Ideally system should know that this guy does not have all necessary information and hence continually ask him the same question which he is failing. By allowing him to answer one of the other questions is making it easier for the end-user who is up to no good in my opinion


----------



## HighFlier (21 Jul 2008)

The other way to look at it is the system dosent give you multiple "guesses" at the right answer.


----------



## rmelly (21 Jul 2008)

OP, how many attempts do you get before account lockout?


----------



## purpeller (22 Jul 2008)

It's 3 goes - I know from typo experience!!


----------



## sighte (6 Aug 2008)

Hmmm my experience is a bit different.

I opened my AIB account as a student, and didn't specify a work number at the time. In spite of this I was often asked to enter a work number when signing in to online banking. I always just fill it with any old number, hoping that the next time around I'll be asked for my home or credit card number.
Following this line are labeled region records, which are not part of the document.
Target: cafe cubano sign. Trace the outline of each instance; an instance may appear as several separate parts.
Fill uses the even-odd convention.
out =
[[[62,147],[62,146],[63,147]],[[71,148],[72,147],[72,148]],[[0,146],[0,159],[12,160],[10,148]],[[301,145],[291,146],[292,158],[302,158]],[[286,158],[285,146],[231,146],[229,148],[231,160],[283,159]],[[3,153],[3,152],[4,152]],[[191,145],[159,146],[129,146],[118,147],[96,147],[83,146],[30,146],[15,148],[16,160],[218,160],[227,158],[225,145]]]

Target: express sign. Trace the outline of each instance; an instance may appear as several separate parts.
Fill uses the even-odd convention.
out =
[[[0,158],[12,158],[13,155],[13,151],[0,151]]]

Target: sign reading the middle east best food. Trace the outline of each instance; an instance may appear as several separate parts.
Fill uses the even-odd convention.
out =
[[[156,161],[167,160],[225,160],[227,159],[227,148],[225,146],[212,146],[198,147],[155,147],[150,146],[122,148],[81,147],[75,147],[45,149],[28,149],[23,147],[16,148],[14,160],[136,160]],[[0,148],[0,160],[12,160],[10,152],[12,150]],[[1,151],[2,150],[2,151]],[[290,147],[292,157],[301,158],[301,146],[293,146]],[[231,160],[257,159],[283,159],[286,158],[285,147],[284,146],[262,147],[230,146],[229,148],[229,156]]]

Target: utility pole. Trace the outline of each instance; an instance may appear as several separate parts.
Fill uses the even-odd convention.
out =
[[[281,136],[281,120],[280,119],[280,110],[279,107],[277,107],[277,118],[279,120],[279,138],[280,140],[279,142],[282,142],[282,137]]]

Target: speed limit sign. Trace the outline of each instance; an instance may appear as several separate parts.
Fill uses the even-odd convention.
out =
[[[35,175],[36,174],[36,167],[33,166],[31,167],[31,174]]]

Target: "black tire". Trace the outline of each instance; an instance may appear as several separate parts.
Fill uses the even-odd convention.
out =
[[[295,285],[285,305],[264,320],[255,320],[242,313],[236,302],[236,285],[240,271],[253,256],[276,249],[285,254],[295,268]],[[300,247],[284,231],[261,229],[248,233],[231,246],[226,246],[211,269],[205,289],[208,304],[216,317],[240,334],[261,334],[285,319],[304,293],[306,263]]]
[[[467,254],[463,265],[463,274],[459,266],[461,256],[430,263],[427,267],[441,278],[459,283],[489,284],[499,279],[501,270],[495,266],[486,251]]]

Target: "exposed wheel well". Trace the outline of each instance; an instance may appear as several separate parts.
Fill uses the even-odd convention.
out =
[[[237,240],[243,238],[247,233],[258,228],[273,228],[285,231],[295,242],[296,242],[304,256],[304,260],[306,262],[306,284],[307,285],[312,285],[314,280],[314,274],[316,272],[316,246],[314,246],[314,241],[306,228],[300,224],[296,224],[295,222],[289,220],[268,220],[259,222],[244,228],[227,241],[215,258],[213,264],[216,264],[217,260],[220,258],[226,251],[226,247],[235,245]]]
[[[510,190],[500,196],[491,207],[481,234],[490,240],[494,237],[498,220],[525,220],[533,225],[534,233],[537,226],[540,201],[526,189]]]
Sometimes I'm repeatedly asked for a work number, which is a bit annoying, but I've never been locked out.

A couple of years ago I even added my work number to my account, but it's still not accepted by the online banking site.


----------



## jhegarty (6 Aug 2008)

rmelly said:


> OP, how many attempts do you get before account lockout?



if you know any of answers you can keep entering the first screen as many times as you want until the second screen gives you the digits or security question you have the answer to...


----------